Wow, did I mess up the white balance on the image above. I am almost ashamed to put this image into this post but I thought someone might learn from my mistakes.
A few things about my white balance settings before I go on to explain the tungsten blue mess I created above.
For the most part I use Auto White Balance for my white balance mode on my Nikon D200 (OK, almost always)
I find that using auto white balance most often gives me the color tones I saw when creating the image
I do on occasion change my white balance (on purpose) if I feel I need to due to lighting condtions.
But I do screw up on occasion. On the day I took the White Ibis image above the action had been hot and heavy earlier in the morning and I am not sure when it happened but some how when I was changing settings for my ISO I must have fumbled with my fingers and also changed the white balance from auto to “tungsten”. I’m usually fairly confident about my exposures so I wasn’t looking at the LCD when the image previews came up on the screen. I was paying attention to my shutter speed and aperture while looking through the viewfinder but wasn’t looking at the control panel on the top of my D200 or I might have noticed that I wasn’t using auto white balance.

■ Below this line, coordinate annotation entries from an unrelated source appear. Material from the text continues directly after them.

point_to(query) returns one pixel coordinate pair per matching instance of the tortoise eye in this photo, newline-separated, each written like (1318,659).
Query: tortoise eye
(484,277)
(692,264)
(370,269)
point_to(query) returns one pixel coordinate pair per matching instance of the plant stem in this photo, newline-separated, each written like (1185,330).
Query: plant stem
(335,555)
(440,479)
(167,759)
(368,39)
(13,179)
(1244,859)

Live and learn though. I drove home, uploaded my images to my computer and began to preview them for culling. When I came across the first image after the white balance change I wondered what the heck had happened!
All I can say at this point is that I am very glad I shoot all of my images from my DSLRs in RAW format because I was easily able to get the white balance to where it needed to be to so that the image looked like the scene I saw through my viewfinder in ACR (Adobe Camera Raw).

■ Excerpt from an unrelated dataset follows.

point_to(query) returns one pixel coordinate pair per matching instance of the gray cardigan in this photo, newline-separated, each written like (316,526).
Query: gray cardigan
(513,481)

Screen shot of ACR white balance adjustment tool
In ACR’s first screen on the right hand side there is a drop down next to “White Balance” where you can select different white balances. For my ibis image I selected “Daylight” because that gave me the look of the frame I remember seeing through my view finder. Additionally you can use the “Tempertaure” slider, going left towards darker blue adds cooler temps, going right in the yellows adds warmer tones.
Yes, I messed up the white balance on my Ibis image but ACR helped me to correct it and I didn’t have to delete the file.
The image above more accurately represents the color of the ibis and the sky on the day I created this photo. The whites don’t have a unnatural blue cast and the sky is no longer a garish, unbelievable blue. The whole image has been improved by simply and easily adjusting the white balance.
After my experience with screwing my white balance up that day I had to make a note to myself to remember to check my white balance setting on the camera. And I don’t feel nearly as silly for messing it up in the first place.
PS: I edit all of my images in Photoshop I don’t know how to correct white balance in Lightroom or any other photo editing programs.